But members of a residents organization say the money spent on the murals by the Community Redevelopment Agency could be spent in better ways.
“Murals done as art are one thing,” said Mildred Weller, president of North Hollywood Concerned Citizens. “But murals done as a social exercise . . . is another.”
She cited a mural dedicated in October on Lankershim Boulevard as being one her group considers an “outrage.”
The mural was painted by 17 high school students enrolled in the nonprofit Ryman Program for Young Artists, a nonprofit program for aspiring artists, some of whom have criminal records or are deemed at risk of joining gangs.
It depicts brightly colored theater masks from various ethnic traditions against a blue sky.
“That’s not going to help the community,” Weller said. “Those kinds of things are probably appropriate for those kinds of people. But it’s not going to help revitalize a commercial area that’s been having serious financial problems.”
Lillian Berkenheim, who oversees North Hollywood projects for the CRA, dismissed Weller and other dissenters as “people who like to criticize.”
“I don’t really know how to reply to that,” Berkenheim said.
“The masks are multiethnic, and they don’t like it. . . . It’s much more costly to clean up after graffiti than to put up murals.”
The mural artists “don’t come in here and do negative things in the community,” Berkenheim added. “They come here and clean up.”

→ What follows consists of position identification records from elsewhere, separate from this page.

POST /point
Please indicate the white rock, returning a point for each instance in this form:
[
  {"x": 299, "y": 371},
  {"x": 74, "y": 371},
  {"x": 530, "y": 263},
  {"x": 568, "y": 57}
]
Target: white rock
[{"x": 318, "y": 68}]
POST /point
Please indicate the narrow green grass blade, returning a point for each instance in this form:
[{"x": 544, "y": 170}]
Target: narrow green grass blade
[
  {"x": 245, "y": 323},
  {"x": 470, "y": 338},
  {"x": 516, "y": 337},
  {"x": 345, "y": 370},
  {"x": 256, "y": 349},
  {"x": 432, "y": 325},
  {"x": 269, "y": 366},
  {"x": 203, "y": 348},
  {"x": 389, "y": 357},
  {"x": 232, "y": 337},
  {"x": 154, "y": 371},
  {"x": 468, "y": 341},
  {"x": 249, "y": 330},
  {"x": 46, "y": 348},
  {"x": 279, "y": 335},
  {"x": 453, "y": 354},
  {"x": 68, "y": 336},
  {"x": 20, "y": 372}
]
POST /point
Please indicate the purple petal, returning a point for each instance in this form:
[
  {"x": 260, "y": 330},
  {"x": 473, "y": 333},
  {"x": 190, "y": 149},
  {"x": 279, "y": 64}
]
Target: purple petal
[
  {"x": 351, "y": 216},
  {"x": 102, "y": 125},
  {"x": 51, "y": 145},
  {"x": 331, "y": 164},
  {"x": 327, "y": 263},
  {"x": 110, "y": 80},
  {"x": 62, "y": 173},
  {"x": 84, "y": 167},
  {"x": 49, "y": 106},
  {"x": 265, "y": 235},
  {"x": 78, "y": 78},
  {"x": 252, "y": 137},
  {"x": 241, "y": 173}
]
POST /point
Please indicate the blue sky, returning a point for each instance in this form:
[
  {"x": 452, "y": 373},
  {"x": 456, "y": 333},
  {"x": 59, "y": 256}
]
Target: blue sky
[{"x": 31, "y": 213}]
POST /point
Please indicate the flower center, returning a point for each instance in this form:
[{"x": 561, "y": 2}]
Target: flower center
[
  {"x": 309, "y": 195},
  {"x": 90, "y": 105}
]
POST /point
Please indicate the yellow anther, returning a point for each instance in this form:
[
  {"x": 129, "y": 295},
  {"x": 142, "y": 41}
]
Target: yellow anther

But Gary Hendrickson, a local anti-graffiti activist and elected member of the CRA’s Project Area Committee, agreed with the residents group.
He said it’s wrongheaded to give youths public space for an artistic project in hopes that they will not engage in graffiti painting.
“I don’t disagree with their needs,” he said. “But I disagree with making [mural painting] a reward. It’s like someone using a gun in a robbery and getting a job in a gun shop as a punishment.”
He also disliked the Lankershim mural, saying some of the artwork resembled gang insignias, with “voodoo-looking masks staring down at you in a threatening manner.”